In this debut book from Katherine Bing, we follow Sarah, a 30 year old History teacher living alone in a London flat, as she obsesses over finding a man. She wonders if she should go for suave and cool banker Chibu, sexy but childish rich boy Sam, or perhaps Arthur, the charming barrister.
The book’s vibrant setting Brixton is brought to life in striking detail, from the old lady sitting outside Iceland selling her artwork framed in foil, to the painting of an orgy which hangs in pride of place in the atmospheric SW9 Bar.
There are some hilarious incidents, from a disastrous blind date involving the discovery that the fit internet hottie is actually nearly twice Sarah’s age, to a conversation which exposes Sarah as never going to the gym, to one possible suitor who, as it happens, belongs to the same gym as her.

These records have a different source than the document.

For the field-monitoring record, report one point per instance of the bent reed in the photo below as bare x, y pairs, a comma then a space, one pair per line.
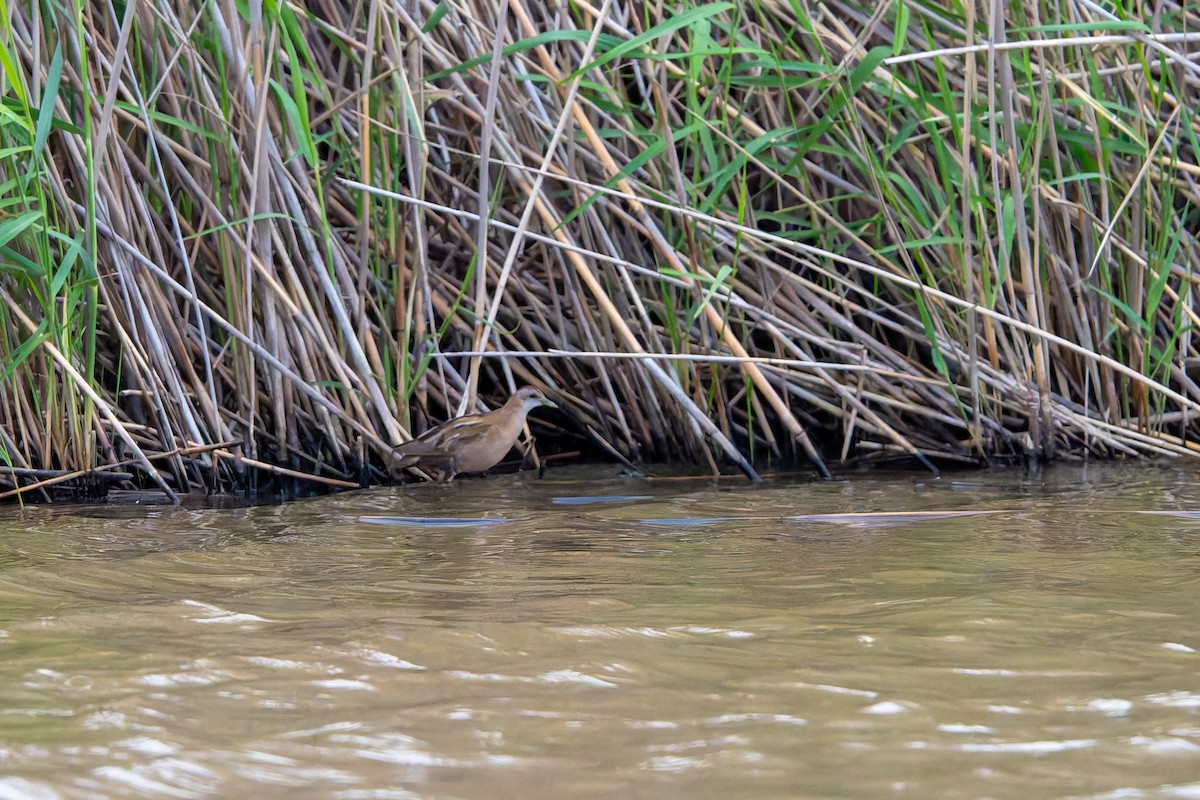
259, 245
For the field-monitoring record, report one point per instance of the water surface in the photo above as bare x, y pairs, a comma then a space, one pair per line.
594, 636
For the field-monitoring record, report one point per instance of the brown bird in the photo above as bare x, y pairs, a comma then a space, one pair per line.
471, 444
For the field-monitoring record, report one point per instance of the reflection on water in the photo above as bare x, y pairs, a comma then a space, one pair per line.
591, 636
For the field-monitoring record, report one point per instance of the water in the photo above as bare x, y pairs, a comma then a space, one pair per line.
591, 636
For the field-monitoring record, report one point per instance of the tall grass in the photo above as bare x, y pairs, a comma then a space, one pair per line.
285, 236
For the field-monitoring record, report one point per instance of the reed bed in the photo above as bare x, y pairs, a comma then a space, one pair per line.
255, 245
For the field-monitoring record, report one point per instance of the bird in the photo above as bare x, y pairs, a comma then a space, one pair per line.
473, 443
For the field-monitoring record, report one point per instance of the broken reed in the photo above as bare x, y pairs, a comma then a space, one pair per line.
234, 239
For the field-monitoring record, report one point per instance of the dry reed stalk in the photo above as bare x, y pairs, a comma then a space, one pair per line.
804, 230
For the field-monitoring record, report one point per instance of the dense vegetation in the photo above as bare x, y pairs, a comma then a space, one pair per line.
239, 236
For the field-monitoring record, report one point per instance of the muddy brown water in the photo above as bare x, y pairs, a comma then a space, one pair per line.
594, 636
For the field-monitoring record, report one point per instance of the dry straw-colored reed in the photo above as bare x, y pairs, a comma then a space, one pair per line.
244, 239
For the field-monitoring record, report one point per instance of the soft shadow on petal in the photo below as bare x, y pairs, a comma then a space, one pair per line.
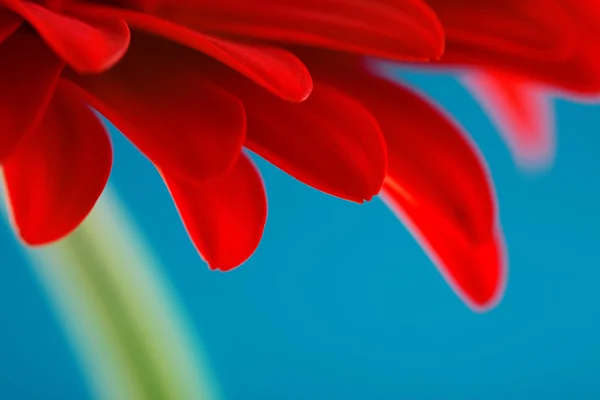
86, 44
58, 171
276, 69
439, 185
401, 30
184, 123
522, 112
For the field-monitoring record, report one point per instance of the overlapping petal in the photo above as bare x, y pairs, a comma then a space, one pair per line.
9, 22
330, 141
543, 41
522, 112
58, 170
273, 68
398, 29
437, 183
180, 120
29, 72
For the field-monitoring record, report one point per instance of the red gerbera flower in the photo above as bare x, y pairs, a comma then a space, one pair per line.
196, 80
520, 53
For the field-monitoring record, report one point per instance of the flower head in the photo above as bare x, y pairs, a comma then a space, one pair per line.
193, 82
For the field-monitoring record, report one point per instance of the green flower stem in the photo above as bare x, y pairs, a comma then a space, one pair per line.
124, 322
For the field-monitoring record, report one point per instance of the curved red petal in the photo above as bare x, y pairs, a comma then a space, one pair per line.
9, 22
86, 44
546, 41
28, 75
438, 184
58, 171
530, 29
273, 68
329, 141
523, 114
180, 120
225, 218
399, 29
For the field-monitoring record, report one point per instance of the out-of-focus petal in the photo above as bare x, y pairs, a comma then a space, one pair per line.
438, 185
9, 22
550, 42
86, 44
273, 68
397, 29
175, 116
225, 218
522, 113
330, 141
57, 172
28, 75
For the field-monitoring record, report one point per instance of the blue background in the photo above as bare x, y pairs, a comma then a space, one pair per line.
339, 302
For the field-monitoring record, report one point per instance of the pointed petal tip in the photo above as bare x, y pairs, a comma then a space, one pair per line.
488, 294
225, 217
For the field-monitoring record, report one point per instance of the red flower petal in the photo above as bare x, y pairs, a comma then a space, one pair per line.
406, 29
522, 113
439, 186
545, 41
329, 141
28, 75
530, 29
58, 171
86, 44
181, 121
9, 22
225, 218
275, 69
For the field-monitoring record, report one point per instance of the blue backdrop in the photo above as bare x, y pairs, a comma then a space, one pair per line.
339, 302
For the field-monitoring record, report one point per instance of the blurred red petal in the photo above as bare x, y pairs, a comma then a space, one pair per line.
547, 41
406, 29
438, 184
273, 68
225, 218
175, 116
508, 29
9, 22
58, 171
86, 44
330, 141
28, 75
523, 114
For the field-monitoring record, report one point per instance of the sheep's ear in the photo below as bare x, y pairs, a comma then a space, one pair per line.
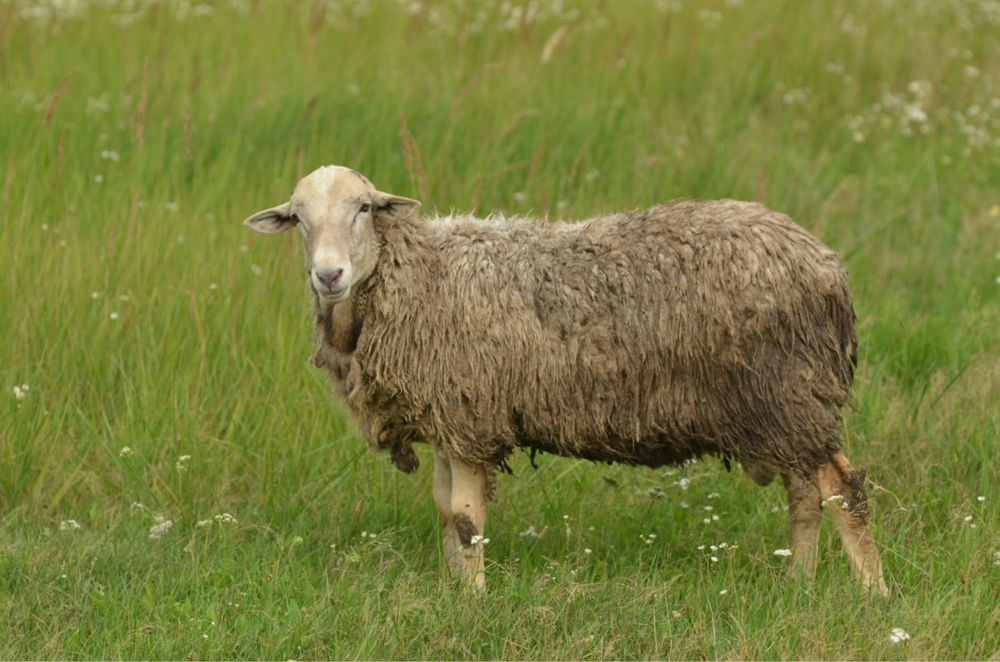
275, 219
394, 206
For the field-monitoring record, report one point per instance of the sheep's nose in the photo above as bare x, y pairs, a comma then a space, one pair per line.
329, 278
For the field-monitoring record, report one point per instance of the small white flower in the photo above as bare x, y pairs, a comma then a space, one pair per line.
226, 518
159, 529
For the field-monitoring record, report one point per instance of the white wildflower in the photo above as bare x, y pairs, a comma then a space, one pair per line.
159, 529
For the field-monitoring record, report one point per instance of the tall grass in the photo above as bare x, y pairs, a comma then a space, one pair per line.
135, 136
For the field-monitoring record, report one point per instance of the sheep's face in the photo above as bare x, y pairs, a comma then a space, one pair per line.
334, 209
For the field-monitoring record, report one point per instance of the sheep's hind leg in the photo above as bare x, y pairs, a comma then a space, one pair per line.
468, 508
842, 489
805, 516
442, 501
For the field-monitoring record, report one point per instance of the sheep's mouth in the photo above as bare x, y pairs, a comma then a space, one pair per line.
338, 295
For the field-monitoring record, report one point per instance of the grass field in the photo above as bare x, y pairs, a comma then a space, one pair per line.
159, 350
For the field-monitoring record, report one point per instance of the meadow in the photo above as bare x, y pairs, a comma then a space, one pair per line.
175, 479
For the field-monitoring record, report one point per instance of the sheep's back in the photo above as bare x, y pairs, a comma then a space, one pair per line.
646, 337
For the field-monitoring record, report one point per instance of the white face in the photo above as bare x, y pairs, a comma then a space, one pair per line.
334, 208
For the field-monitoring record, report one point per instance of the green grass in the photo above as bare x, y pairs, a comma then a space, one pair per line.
205, 119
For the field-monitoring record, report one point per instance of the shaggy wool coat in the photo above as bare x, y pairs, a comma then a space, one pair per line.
646, 338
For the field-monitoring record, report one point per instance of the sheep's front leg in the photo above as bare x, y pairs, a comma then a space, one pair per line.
442, 501
468, 511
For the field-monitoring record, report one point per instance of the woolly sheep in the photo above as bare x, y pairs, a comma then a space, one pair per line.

Neurotic control freak Sarah is likeable and funny, with thoughts that many women will relate to. She is of mixed heritage, and race is something that is discussed openly in the book.
Bing is no doubt trying to expose stereotypes in her writing, but some may argue that in doing so, these very stereotypes are being reinforced.
Whatever your view, there is no doubt that Singleholic is an increasingly rare example of chick-lit that is a real page turner; genuinely touching and well written. I wouldn’t be surprised if it’s made into a film in the future.